Last Saturday morning, Erik walked into the house after a morning of intense mountain biking. He put his muddy gear away, poured a glass of water, changed his clothes and sat down on the couch, where Rowan and Scout promptly sat on and around him. He looked at me with a smile and asked, "What do you want to do today?"

I had the itch to get outside and move. "Let's go on a hike. I want to see that lake you hiked to with the kids a few weeks ago, when I was out of town. The one up Brighton."

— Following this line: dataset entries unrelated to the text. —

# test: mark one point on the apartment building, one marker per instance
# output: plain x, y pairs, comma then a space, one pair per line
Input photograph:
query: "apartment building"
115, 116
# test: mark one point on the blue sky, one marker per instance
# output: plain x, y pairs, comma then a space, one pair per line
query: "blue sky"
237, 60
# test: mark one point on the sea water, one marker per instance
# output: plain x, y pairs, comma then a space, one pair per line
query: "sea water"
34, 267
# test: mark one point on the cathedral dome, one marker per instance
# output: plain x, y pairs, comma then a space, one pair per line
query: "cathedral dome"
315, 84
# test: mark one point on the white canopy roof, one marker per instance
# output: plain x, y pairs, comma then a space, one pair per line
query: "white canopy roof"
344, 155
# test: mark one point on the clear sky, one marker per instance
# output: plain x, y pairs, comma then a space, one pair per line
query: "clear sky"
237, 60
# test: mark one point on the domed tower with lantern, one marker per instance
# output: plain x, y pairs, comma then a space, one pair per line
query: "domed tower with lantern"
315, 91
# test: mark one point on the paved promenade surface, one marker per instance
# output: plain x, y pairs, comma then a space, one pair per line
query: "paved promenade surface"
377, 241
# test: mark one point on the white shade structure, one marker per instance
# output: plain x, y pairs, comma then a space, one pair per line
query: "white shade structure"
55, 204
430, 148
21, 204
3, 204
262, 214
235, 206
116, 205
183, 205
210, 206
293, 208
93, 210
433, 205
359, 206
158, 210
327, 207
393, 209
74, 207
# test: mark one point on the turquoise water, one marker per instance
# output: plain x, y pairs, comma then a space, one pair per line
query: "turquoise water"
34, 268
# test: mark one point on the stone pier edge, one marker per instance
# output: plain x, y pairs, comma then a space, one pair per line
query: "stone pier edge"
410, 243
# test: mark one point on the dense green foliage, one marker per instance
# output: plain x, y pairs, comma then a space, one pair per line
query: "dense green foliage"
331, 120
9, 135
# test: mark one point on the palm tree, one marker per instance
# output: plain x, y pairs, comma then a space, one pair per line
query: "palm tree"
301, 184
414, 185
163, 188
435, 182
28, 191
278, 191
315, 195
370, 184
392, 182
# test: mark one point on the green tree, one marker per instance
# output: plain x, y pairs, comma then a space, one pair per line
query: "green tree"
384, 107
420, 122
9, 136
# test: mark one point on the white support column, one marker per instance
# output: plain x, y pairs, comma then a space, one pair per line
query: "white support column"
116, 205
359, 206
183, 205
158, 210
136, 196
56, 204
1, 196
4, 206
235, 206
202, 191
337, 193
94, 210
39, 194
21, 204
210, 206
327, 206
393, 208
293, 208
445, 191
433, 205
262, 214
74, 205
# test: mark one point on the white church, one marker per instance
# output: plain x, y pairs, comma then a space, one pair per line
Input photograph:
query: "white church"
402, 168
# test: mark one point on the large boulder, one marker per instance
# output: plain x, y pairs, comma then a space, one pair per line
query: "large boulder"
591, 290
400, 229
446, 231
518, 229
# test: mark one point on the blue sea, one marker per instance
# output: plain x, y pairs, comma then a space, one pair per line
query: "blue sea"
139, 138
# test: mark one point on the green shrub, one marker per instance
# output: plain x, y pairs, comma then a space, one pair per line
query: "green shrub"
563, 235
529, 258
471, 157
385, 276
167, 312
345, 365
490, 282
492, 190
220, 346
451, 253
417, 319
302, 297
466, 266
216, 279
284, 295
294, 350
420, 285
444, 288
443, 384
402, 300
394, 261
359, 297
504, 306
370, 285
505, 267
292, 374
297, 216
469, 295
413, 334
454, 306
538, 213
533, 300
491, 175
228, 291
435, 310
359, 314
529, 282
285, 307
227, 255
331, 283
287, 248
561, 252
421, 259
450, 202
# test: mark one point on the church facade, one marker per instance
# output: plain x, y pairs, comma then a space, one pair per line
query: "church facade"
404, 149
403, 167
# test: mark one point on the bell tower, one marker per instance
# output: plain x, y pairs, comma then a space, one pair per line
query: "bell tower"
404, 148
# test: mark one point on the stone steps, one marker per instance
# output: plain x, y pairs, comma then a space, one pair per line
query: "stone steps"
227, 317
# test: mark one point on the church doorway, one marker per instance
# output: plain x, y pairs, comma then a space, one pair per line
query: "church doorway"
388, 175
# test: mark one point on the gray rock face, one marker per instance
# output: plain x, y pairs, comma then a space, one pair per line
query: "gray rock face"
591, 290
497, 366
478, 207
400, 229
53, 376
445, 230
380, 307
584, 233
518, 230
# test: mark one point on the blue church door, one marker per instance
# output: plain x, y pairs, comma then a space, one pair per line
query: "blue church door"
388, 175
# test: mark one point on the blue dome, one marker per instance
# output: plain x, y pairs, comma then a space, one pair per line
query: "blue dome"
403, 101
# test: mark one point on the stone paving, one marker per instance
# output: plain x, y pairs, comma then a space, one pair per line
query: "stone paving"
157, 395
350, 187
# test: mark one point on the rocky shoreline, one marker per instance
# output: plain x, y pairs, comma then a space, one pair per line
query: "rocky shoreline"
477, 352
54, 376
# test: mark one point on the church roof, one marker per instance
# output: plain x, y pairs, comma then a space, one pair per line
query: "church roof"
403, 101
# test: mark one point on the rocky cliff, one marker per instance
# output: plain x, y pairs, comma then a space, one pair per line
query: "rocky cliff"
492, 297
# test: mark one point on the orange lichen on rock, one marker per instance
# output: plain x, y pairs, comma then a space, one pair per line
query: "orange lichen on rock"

"Sounds good. Let's pack up!"

We got the backpack filled with snacks for the kids and the inevitable chipmunks, full water bottles, jackets, diapers and the rest. The kids climbed into car seats, we drove into the mountains, made our destination, then began our hike up.

We stopped at looked at a waterfall, we crossed a bridge over a creek, and I walked up behind the kids and Erik and watched my little family adventure up the Utah mountain. Scout was chattering about something incoherent in Erik's ear the whole way up, Rowan wanted to climb every rock along the path, and I never want them to grow up.

It was a normal Saturday. No travel, no requests, no conferences. No emails, no writing, no deadlines. No expectations, no commitments, no big decisions. Just a normal day as a normal family doing normal Utah things. It was a Saturday of smallness, of obscurity.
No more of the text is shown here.